Подводы ехали лесной дорогой, то параллельно просеке, то пересекая ее. Выехали после обеда и на месте должны быть к вечеру, потемну. Теперь они так частенько раскатывают — на подводах, а то приходилось ногами отмеривать, длинные тут версты, на Западной Украине. Потому что враждебные. На каждой версте, на каждом шагу можешь напороться на немцев, оуновцев, полицейских. Поэтому разговоры разговорами, а винтовки, автоматы наготове, и глаза шарят по дороге, по лесной чаще.
Новожилов покачивался, налегая одним плечом на плечо помпохоза Федорука, другим — на спину Дурды Курбанова, повозочного; этот туркменский паренек нравится Новожилову, что ни поручат — исполняет с усердием. Лошадей любит; Федорук произвел его в конюхи, в повозочные, и тут Дурды показывает себя с самой лучшей стороны — так бы записал ему в характеристику, будь мирное время. Где оно, мирное время?

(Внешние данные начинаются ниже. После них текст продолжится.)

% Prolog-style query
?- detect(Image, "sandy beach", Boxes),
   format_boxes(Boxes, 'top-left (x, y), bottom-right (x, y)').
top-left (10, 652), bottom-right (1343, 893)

Вместо него война, вместо армейской службы партизанство, вместо привычного порядка кавардак. И внешне: вместо единообразия воинской формы — кто во что горазд: гимнастерки, шинели, свитки, плащи, пиджаки, фуражки, пилотки, кепки, шляпы, сапоги, ботинки и… даже тапки. Каково кадровому командиру взирать на это? Разве красные тряпочки на головных уборах изменят положение? У него самого армейские сапоги разбиты, гимнастерка и шаровары продраны, шинель прожжена, но все равно сапоги с подвязанной подошвой обметает тряпочкой, кое-как заштопанную гимнастерку или шинель перетягивает в талии ремнем, пряжку драит толченым кирпичом, подшивает выстиранный подворотничок. Что вы хотите, внешний вид для кадрового командира не пустой звук.